Once the graphics were in place, the rigging was completed. I used 3/16” diameter dowel to create the rigging fastener plugs for the fuselage. I wrapped 0.019-diameter jewelry wire around the 3/16” long dowel. The wire was fitted into slots on each side of the dowel “plug”. An X-acto saw made the slots. The wire was crimped into circles at each end yielding two attachment points for each plug. The outside dowel end was covered with red Econokote for the wing attachment pegs and black for the tail attachment. The attachment plugs were epoxied into 3/16” diameter holes drilled into the fuselage at the appropriate positions.

See "rigging-pegs.jpg" below.

The rigging “wires” are made from 1mm silver elastic jewelry cord that I purchased at Michaels craft store.
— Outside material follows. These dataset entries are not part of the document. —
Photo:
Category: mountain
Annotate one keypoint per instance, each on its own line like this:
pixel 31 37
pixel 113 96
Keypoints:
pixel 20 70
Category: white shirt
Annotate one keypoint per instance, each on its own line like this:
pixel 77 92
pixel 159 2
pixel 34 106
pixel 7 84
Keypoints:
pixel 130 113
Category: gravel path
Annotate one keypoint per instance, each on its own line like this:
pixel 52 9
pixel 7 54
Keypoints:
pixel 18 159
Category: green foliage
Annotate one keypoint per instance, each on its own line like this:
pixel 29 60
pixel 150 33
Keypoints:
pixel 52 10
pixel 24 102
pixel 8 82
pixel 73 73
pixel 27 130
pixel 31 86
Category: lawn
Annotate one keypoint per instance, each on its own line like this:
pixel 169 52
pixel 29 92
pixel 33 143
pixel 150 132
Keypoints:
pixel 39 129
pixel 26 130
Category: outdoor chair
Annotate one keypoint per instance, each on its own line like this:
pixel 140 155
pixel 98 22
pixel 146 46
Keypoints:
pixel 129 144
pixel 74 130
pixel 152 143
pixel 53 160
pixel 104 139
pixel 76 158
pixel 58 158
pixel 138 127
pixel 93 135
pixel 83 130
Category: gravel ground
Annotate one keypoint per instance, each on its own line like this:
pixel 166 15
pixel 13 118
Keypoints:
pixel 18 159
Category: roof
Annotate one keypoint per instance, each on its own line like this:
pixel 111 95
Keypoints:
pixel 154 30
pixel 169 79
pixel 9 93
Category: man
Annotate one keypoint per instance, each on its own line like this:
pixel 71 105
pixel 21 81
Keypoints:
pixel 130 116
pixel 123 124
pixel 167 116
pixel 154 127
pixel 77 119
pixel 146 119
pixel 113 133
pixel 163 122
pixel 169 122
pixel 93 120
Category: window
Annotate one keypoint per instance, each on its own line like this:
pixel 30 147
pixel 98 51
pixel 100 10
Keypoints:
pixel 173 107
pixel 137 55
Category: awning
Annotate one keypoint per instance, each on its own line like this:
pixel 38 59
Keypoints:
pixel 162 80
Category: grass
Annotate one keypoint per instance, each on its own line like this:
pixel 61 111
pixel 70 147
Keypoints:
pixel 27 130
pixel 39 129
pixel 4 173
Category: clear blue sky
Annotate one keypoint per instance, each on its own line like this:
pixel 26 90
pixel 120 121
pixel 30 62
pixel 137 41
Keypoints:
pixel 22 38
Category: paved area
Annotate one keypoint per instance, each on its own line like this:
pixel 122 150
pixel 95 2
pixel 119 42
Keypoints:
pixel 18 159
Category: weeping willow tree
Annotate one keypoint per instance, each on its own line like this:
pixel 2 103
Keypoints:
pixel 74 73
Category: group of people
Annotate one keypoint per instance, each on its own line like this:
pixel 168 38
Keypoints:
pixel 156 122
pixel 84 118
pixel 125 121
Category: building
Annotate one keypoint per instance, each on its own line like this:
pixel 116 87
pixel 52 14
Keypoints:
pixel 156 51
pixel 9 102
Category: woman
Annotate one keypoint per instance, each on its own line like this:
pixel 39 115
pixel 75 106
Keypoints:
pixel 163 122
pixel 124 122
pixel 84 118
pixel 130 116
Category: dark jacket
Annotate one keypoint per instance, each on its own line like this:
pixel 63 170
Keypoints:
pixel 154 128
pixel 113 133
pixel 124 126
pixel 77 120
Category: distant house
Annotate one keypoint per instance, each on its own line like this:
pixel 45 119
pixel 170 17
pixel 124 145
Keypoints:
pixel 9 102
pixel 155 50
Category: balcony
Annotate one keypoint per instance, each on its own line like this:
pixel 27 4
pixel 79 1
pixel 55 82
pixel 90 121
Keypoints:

See "riggingcord.jpg" below.

The cord is looped and crimped with #3 jewelry crimps through the wire in the fuselage sides and run to the N-strut holders on the wing, the cabanes and the fuselage attachment point under the tail. I made the rigging spacer from 1/8” square spruce cut to length, covered with red Econokote and drilled with 1/16” holes for the rigging “wires” to pass through.

See "rigging2.jpg" below.

The “Tillie” and shock absorber strut graphic can be seen in this photo of the rigging. Not all the rigging was completed when this photo was taken.